Advanced

Ultra-Large Graph Propagation

For graphs that are too large to fit comfortably on a single device, the main challenge is usually not the propagation rule itself, but the storage and movement of graph structure and node states.

In FS_GPlib, the built-in epidemic, opinion, and dynamic models already provide efficient tensor-based propagation and batch-parallel Monte-Carlo simulation. However, for web-scale or otherwise extremely large graphs, users often need an additional layer of graph partitioning so that simulation can be organised across multiple processes, GPUs, or machines.

The library therefore provides an advanced graph partitioning interface for users. It does not provide a fully integrated distributed simulation API.

What the Library Provides

FS_GPlib currently provides:

  • a graph partitioner that splits a static graph into target-node-owned subgraphs;

  • a loader for reading saved partitions back from disk.

FS_GPlib does not currently provide:

  • a ready-to-use distributed run_epochs API;

  • built-in process-group management;

  • automatic cross-partition synchronisation of node states;

  • launch scripts for multi-GPU or multi-machine execution.

This design keeps the algorithm library lightweight while still exposing the key primitive needed to build ultra-large-scale propagation workflows.

Why Partition by Target Nodes?

Most propagation models in FS_GPlib are implemented with message passing. At each step, a target node aggregates information from incoming neighbors. Because of that, a natural distributed decomposition is:

  • assign each process a subset of target nodes;

  • keep all edges whose destination lies in that subset;

  • compute updates for only those owned target nodes;

  • synchronise node states across processes after each step if needed.
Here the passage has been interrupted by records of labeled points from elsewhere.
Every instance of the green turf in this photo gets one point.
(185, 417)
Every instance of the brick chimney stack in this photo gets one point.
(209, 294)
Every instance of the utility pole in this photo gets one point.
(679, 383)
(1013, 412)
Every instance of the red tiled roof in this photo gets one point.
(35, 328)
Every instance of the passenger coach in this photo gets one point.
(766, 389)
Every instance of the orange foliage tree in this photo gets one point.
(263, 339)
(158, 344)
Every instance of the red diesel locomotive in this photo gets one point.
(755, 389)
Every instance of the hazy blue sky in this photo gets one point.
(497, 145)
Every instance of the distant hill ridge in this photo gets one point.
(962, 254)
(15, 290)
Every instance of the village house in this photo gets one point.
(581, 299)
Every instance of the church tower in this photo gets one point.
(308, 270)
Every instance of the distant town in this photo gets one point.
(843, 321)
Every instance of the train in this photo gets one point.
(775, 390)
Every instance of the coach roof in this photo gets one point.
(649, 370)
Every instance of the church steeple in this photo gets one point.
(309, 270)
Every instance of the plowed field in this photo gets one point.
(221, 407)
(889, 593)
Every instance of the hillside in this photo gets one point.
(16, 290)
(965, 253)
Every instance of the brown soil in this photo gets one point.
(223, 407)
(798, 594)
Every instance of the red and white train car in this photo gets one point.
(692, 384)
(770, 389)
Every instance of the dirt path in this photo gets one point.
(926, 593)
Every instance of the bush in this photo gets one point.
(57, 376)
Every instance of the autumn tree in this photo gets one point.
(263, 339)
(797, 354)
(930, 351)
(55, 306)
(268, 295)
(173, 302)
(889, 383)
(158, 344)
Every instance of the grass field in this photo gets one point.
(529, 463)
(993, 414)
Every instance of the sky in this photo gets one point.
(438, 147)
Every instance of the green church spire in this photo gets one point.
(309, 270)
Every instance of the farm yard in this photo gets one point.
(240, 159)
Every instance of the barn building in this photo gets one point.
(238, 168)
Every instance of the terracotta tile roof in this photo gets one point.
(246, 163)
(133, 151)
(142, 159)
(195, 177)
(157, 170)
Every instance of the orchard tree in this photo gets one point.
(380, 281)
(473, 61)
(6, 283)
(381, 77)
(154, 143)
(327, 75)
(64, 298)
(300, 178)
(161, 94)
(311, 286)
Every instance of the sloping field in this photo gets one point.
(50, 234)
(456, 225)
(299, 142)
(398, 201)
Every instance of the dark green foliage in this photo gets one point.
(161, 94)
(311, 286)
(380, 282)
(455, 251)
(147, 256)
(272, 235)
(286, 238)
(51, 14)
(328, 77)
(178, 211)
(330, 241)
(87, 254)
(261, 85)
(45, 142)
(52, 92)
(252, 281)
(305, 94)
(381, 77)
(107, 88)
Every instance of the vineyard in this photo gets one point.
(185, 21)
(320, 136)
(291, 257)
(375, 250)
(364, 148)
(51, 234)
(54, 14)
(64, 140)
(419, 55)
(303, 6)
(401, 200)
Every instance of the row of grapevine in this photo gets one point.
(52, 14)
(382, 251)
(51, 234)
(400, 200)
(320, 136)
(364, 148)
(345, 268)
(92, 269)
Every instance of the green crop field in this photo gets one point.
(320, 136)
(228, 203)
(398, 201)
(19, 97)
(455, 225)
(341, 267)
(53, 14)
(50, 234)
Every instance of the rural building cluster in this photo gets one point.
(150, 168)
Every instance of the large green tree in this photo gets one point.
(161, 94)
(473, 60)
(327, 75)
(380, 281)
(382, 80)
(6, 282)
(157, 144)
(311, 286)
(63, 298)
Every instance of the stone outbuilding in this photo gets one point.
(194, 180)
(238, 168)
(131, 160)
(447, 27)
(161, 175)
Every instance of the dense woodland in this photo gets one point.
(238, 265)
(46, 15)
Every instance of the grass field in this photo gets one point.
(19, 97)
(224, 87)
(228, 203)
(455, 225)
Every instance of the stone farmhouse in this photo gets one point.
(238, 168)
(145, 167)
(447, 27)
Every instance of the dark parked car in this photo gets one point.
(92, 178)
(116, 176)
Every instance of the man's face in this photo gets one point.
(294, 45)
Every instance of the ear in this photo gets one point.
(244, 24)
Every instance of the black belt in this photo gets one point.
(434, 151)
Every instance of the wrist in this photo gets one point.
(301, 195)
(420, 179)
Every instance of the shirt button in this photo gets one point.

This target-node decomposition has two practical benefits:

  • the per-partition workload is aligned with the aggregation direction used by edge_index[1];

  • each process only needs to own the edges that contribute to its target-node updates.

At the same time, note that source nodes of those edges may belong to other partitions, so the node states still need to be synchronised externally by the user's distributed loop.

Partitioning Strategy

The partitioner in fs_gplib.DistributedComputing uses the number of edges ending at each target node as a simple load proxy, and applies a Longest Processing Time (LPT) heuristic to obtain approximately balanced target-node groups:

  1. count the incoming edges of each destination node;

  2. sort destination nodes by edge count in descending order;

  3. split the ordered nodes into several groups according to cumulative edge volume;

  4. for each group, keep only the edges whose destination belongs to that group.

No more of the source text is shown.